Schließlich waren auch die baulichen Umstände am zentralen Festivalort, dem Potsdamer Platz, alles andere als erbaulich. Das einst wichtige Festivalkino CineStar im Sony-Center ist geschlossen, die Shoppingmall in den Potsdamer-Platz-Arkaden wird demnächst umgebaut und bot mit den leeren und verriegelten Ladengeschäften einen Anblick wie aus einer düsteren Film-Dystopie. Schließlich war auch noch die U-Bahn-Verbindung zum Potsdamer Platz halbseitig gelähmt.
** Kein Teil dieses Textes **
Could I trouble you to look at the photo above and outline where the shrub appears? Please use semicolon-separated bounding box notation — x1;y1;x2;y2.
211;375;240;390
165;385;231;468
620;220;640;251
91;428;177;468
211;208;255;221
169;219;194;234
Die Bahnen hielten nur aus einer Richtung an der Station „Potsdamer Platz“.

Doch trotz all dieser Widrigkeiten darf abschließend festgestellt werden, dass der neuen Festivalleitung Rissenbeek & Chatrian und ihren Teams ein sehr erfolgreicher Auftakt ihrer Tätigkeit gelungen ist: Ihre Jubiläumsberlinale bewahrte die Tradition eines weltoffenen, kritischen Festivals und setzte mit einem hochwertigen Filmprogramm zugleich neue Akzente.
 

Literatur

Chatrian, Carlo: Vertrauen Sie Ihren Fragen. In: Berlinale (Hrsg.): Wettbewerb. Katalog. Berlin 2020, S. 4–5

Peitz, Dirk: „Die Revolutionswächter wollen ein islamisches Hollywood“. Interview mit Mohammad Rasoulof. In: Zeit Online, 28.7.2019. Abrufbar unter https://www.zeit.de (letzter Zugriff: 03.03.2020)

Lisa Heike Adler ist freiberufliche Schauspielerin, Schauspiel-Coach, Autorin und Regisseurin.

Dr. Werner C. Barg ist Autor, Produzent und Dramaturg. An der Martin-Luther-Universität Halle-Wittenberg (MLU) vertritt er die Professur „Audiovisuelle Medien“.